Rusya Suriye’de havlu mu attı, yoksa satranç oyunundan teşbihle bir “vezir fedası” hamlesi mi izliyoruz?
“Vezir vererek şahı kurtaramazsınız” diyenlere aldırmayın. Rusya stratejik bir tercih yaptı. Trump ve Putin, Ukrayna (ve Karadeniz) için masa kuracak. Bu pazarlık masasında elbette Ortadoğu da konuşulacak. Kremlin’in İsrail’le kurmakta olduğu stratejik ilişkiyi, İran’la kurduğu taktiksel ilişkiye yeğlediğini de zamanla daha net göreceğimizi düşünüyorum. Kanımca, Putin’in Suriye’deki gelişmelerle elinin zayıfladığını düşünenler meseleye ideolojik bakanlar ve Kremlin’in önceliklerini kavrayamamış olanlar. Rusya bilek güreşinde de (Ukrayna), satrançta da (küresel rekabet) hala oyunda. (Rusya’nın Suriye hamlesine dair benzer bir analiz için Rusya uzmanı meslektaşım Cenk Başlamış’ın Medya Günlüğü internet sitesindeki yazısını da okumanızı öneririm.)

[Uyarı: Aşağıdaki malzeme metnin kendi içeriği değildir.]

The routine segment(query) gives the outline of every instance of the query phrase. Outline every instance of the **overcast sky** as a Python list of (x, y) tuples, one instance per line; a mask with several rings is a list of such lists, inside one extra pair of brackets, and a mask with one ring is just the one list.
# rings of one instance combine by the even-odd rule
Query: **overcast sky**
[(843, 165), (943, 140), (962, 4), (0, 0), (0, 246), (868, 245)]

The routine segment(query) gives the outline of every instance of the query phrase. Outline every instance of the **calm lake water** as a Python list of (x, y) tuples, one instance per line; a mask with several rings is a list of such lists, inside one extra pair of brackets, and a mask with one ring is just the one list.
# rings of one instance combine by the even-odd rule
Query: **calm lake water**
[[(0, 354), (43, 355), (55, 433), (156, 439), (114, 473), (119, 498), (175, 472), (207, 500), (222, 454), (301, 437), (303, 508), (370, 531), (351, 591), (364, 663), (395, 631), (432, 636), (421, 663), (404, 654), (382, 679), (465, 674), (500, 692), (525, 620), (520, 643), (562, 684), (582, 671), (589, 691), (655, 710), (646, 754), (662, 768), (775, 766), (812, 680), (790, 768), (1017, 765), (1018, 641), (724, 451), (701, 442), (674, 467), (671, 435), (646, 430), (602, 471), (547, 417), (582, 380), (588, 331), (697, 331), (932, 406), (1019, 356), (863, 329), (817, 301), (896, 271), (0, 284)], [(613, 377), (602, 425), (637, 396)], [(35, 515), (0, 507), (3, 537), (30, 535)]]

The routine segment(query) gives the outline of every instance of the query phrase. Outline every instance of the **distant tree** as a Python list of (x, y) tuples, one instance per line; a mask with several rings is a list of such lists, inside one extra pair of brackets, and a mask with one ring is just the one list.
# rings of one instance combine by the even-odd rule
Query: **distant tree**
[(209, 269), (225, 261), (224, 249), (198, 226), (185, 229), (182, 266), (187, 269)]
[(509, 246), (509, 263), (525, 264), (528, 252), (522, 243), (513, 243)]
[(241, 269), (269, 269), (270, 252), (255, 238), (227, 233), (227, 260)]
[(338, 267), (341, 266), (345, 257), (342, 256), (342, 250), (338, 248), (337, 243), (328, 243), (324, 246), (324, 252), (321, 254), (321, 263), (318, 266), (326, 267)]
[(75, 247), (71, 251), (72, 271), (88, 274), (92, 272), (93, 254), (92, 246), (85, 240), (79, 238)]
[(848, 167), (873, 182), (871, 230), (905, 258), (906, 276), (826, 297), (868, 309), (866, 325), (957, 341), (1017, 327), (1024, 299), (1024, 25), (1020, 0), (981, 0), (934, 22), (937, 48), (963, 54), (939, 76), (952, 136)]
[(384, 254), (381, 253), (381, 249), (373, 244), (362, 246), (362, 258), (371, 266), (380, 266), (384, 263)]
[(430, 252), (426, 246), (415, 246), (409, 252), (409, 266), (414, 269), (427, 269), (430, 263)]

Bu arada HTŞ’nin Rusya’nın Suriye’deki askeri hava ve deniz üslerine (Hmeymim ve Tartus) şu aşamada dokunmaya ne gücü yeter ne de uzun vadeli planları açısından işine gelir. Rusya’nın Esad’a desteğini çekerken bu meseleyi sağlama almadığını düşünmek safdillik olur.
HTŞ ve lideri Golani’nin “kısa vadeli” hedef ve öncelikleri neler?
Öncelikle yanıtımı sorudaki “kısa vade” vurgusuna dikkat ederek ve köprüyü geçene kadar ki süreçten bahsettiğimi bilerek okumanızı rica ediyorum.
HTŞ’nin Suriye’de gerçekten iktidar olabilmesi, uluslararası meşruiyeti de olan yeni bir devlet inşa edebilmesi için kısa, orta ve uzun vadede yapması gereken çok iş, aşması gereken pek çok güçlük var.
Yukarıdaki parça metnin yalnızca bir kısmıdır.